La verdad es que desde la época bíblica los pobres egipcios no levantan cabeza. Entonces tuvieron que padecer las plagas de los sarpullidos y los bichos -ranas, mosquitos, langostas- que culminaron trágicamente con la muerte de los hijos primogénitos. De aquellos polvos vinieron estos lodos.

Lo que más conozco de la tierra de las pirámides, que no he visitado, es Alejandría, ciudad del poeta Kavafis y escenario de las cuatro novelas de Lawrence Durrell.Hace casi un siglo ya andaban por El Cairo los padres de las letras egipcias, un trío inigualable: Tawfiq Al-Hakim, Taha Hussein y -todavía en pantalón corto y jugando a las canicas- Naguib Mahfuz, al que su obra le acarreó un navajazo en el cuello y el premio Nobel.

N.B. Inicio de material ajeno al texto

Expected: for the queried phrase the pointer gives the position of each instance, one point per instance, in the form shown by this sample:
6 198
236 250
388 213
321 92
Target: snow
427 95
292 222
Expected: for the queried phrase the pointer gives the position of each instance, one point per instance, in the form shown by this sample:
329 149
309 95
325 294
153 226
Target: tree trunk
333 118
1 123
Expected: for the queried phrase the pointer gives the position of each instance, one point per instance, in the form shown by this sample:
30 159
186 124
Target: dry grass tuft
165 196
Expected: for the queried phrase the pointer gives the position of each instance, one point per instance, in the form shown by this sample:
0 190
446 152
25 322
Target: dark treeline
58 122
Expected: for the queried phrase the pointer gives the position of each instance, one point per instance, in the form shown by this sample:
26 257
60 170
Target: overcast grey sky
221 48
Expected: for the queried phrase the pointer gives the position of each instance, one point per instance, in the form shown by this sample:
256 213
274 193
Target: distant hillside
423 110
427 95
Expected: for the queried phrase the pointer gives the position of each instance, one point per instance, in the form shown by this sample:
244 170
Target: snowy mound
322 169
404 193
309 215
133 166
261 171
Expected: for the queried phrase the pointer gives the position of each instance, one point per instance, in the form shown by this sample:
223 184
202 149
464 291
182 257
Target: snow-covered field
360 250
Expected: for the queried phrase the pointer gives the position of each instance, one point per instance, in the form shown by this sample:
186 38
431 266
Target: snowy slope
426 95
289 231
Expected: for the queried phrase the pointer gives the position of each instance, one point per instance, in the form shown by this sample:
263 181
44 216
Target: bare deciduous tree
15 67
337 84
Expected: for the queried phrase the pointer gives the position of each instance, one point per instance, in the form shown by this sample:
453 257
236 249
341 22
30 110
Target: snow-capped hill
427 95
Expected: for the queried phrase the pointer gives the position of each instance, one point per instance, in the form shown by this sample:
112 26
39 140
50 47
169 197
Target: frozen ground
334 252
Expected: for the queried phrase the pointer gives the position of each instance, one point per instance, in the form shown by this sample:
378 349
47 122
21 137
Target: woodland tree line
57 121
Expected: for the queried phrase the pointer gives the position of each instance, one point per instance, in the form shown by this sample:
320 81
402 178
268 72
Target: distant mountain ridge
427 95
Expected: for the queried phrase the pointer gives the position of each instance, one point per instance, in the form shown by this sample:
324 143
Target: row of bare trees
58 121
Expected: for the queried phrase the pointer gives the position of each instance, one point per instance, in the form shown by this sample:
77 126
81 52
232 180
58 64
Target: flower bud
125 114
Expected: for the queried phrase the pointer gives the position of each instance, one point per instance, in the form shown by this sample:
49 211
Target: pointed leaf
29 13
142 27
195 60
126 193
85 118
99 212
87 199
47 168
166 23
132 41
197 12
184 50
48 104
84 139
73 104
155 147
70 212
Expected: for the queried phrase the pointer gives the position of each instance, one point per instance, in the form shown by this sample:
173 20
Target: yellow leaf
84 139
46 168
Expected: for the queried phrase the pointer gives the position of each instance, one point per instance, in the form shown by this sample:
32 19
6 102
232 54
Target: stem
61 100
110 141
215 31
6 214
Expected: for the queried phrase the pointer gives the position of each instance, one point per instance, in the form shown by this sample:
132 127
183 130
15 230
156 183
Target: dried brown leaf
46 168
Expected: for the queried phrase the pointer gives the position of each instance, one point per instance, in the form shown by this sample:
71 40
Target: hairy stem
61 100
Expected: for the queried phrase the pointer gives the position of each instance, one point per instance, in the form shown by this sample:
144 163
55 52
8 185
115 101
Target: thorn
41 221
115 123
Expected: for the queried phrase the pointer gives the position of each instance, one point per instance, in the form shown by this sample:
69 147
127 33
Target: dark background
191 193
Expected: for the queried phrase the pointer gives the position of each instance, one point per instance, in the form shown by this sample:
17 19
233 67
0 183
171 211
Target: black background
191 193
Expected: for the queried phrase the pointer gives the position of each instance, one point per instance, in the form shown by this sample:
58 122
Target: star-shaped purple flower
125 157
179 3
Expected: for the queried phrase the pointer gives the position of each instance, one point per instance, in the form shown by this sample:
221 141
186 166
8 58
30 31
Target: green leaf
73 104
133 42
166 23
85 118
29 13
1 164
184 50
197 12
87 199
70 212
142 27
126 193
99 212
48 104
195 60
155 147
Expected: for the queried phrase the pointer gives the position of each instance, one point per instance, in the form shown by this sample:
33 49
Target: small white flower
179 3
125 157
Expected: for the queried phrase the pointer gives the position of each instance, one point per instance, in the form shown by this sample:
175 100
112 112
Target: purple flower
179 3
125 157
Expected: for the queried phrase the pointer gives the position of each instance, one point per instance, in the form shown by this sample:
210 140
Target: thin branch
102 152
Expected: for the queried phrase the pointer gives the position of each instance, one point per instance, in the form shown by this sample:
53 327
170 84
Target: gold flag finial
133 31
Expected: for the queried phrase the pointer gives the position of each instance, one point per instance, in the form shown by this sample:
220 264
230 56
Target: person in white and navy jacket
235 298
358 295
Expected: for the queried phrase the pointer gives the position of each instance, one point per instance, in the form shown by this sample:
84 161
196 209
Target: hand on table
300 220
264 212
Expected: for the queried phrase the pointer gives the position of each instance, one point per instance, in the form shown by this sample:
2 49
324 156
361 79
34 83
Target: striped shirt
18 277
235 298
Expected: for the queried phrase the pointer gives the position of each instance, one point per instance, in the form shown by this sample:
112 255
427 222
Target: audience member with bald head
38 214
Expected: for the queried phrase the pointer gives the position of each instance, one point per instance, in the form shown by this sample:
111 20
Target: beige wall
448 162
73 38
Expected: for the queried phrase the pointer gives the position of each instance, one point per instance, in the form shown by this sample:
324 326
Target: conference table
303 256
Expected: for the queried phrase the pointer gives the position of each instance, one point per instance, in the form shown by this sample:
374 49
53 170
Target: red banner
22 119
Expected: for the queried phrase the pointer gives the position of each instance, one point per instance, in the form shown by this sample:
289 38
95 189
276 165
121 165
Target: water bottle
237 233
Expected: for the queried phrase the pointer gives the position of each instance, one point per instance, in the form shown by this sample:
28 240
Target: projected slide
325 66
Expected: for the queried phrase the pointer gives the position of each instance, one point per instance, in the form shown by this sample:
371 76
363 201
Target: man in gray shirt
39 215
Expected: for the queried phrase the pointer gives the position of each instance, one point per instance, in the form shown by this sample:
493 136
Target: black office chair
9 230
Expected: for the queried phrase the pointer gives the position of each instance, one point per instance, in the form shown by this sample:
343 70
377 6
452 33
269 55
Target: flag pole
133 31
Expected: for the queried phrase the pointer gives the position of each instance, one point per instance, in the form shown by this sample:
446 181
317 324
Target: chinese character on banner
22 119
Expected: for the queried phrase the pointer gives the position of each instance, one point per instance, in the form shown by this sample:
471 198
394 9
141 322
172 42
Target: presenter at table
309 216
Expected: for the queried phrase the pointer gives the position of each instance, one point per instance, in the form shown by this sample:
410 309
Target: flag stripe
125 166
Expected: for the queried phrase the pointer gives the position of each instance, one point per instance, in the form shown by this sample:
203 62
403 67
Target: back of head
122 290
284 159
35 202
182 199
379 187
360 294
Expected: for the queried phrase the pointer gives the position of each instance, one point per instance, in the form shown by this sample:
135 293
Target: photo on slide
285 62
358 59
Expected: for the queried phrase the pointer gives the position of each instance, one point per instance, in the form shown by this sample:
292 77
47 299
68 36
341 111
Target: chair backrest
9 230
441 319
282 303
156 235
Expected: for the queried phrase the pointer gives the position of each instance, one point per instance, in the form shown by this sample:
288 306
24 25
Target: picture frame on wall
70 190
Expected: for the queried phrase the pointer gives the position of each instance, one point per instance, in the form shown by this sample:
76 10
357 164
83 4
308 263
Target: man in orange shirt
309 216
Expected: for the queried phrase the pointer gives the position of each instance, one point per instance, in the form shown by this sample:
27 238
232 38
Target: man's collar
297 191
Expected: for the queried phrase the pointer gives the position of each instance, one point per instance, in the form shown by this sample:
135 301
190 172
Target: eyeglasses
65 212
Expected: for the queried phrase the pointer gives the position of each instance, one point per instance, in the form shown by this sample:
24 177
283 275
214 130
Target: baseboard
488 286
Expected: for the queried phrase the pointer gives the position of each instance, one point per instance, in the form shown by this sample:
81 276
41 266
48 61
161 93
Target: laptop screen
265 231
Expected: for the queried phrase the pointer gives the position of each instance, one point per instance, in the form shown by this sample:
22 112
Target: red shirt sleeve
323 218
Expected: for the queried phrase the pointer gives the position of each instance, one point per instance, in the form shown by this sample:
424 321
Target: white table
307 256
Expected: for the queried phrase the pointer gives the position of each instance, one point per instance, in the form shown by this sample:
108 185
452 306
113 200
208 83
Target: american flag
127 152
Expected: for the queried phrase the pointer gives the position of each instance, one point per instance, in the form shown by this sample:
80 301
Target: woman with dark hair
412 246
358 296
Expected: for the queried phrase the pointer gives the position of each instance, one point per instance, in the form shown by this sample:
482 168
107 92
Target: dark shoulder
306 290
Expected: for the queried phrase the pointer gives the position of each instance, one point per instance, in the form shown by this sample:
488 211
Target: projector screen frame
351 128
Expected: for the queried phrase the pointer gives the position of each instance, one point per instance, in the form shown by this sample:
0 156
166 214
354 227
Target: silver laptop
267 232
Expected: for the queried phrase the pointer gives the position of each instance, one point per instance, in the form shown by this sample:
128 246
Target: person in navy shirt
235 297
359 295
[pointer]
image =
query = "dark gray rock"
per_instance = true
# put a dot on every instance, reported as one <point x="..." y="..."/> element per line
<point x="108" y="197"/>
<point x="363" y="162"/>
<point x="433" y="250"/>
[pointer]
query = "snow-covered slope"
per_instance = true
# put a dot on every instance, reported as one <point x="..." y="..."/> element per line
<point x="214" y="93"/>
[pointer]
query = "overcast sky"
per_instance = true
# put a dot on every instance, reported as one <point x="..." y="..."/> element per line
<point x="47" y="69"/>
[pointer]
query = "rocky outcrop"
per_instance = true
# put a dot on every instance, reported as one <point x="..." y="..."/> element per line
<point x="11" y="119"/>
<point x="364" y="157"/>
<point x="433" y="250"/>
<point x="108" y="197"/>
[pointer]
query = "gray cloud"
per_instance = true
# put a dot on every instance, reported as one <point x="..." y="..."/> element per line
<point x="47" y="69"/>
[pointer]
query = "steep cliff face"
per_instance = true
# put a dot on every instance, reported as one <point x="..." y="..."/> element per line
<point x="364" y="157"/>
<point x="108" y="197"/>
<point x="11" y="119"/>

Cuando Taha Hussein -que a pesar de ser ciego había estudiado en la Sorbona- fue nombrado en 1950 ministro de Educación, decía una cosa a recordar también nosotros: «La educación es como el aire que respiramos, como el agua que bebemos». Poco después llegaría al poder un joven militar llamado Nasser que costaría, en diciembre de 1959 en Sierra Maestra, horas de insomnio al reportero Enrique Meneses, que dormía en una hamaca debajo de Fidel Castro. Fidel lo despertaba en mitad de la noche y le decía: «Meneses, cuéntame más de Nasser». Para entender mejor lo que pasa, les recomiendo que lean El edificio Yacobian, una gran novela reciente de Alaa Al Aswany, o vean su espléndida versión cinematográfica, Yque lean el Cuarteto de Alejandría, aunque solo sea por puro placer.